As I watch our community, I am struck with how lucky we are to live in this “cul-de-sac.” I have had time to enjoy the many services and opportunities available in our area and we do have many things to appreciate.
One of the things I know we appreciate in our area and helps the value of our homes appreciate as well are our local schools. Both Tempe Union High School District and Kyrene School District are asking for bond overrides from us to help cover the funding shortfall that the state Legislature has allowed to develop over the past several years. While my natural fiscal conservatism tells me that I don’t want to pay more to the government for anything, I realize that it is one of the few things we, as a community, can give back to our schools to help them continue their records of excellence. In fact, when you look at those things that schools are judged by in Arizona, we have been blessed with our community schools that have local, regional, state-wide, and national recognition.

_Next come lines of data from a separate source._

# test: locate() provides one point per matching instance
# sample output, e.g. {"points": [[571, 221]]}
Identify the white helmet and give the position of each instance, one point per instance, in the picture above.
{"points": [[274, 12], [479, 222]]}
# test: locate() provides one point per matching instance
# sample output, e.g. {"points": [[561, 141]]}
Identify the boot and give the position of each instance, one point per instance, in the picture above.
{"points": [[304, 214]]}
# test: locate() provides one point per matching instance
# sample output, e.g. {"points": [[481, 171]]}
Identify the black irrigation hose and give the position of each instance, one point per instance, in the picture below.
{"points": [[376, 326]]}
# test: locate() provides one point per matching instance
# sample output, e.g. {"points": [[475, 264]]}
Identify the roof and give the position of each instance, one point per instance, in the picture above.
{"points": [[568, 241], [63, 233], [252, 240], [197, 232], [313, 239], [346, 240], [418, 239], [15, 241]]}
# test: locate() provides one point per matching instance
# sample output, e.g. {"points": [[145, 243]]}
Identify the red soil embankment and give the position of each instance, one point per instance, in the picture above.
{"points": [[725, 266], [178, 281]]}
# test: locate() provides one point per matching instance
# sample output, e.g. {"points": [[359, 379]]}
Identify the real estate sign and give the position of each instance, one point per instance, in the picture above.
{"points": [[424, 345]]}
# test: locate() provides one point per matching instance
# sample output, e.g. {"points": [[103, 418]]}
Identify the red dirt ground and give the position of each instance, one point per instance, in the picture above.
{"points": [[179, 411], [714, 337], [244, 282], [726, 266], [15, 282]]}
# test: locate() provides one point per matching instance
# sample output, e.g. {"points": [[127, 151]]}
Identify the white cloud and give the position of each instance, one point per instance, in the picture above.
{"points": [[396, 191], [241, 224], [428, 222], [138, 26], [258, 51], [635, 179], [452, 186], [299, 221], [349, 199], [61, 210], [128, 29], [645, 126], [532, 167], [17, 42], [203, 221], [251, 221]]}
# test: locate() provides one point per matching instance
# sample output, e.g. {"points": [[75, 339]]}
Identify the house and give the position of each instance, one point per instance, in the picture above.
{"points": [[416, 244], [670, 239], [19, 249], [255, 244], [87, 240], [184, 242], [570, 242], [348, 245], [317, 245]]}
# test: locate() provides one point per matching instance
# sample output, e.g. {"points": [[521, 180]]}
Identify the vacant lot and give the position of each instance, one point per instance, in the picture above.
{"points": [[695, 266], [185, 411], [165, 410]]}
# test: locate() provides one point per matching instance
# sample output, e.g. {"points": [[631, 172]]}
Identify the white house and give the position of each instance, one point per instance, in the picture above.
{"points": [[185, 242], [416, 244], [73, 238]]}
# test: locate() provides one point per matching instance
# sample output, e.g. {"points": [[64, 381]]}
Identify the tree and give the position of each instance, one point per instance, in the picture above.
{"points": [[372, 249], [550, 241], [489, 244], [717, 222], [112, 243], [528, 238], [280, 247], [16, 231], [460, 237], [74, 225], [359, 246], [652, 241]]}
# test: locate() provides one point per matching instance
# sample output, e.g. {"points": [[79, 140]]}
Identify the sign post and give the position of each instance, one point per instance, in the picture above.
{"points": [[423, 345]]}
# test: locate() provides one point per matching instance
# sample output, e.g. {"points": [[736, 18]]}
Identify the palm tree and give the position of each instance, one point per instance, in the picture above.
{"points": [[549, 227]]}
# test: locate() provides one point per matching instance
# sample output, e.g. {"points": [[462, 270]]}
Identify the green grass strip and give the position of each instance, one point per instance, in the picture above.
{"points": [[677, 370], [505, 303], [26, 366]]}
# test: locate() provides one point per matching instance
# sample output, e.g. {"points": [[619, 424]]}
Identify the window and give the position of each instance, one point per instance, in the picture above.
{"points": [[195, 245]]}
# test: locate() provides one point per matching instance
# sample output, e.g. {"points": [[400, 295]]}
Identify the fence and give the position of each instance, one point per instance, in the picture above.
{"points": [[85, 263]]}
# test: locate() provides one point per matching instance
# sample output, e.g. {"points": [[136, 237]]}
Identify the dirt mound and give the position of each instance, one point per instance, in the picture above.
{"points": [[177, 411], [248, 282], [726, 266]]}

These requested overrides are largely to continue previous overrides we voters have approved in the past — money we are already paying as part of our property tax bundle. These overrides are used primarily to support teacher staffing and student-related services, areas that the Legislature has woefully under funded. While I would love the Legislature to pony up the dollars it has slowly drained from our schools, I know that is not going to happen anytime soon. And although I don’t like giving one more dollar to the government than is necessary, our community schools are our greatest investment in the short and long term. Ultimately, our kids are our community’s future — we owe them the best schools we can provide. The override is a significant way of showing directly that we care enough about our schools to provide support when our state leaders can’t or won’t.
• Ahwatukee resident K.R. Scott retired last school year from Mountain Pointe High School after teaching there for 20 years.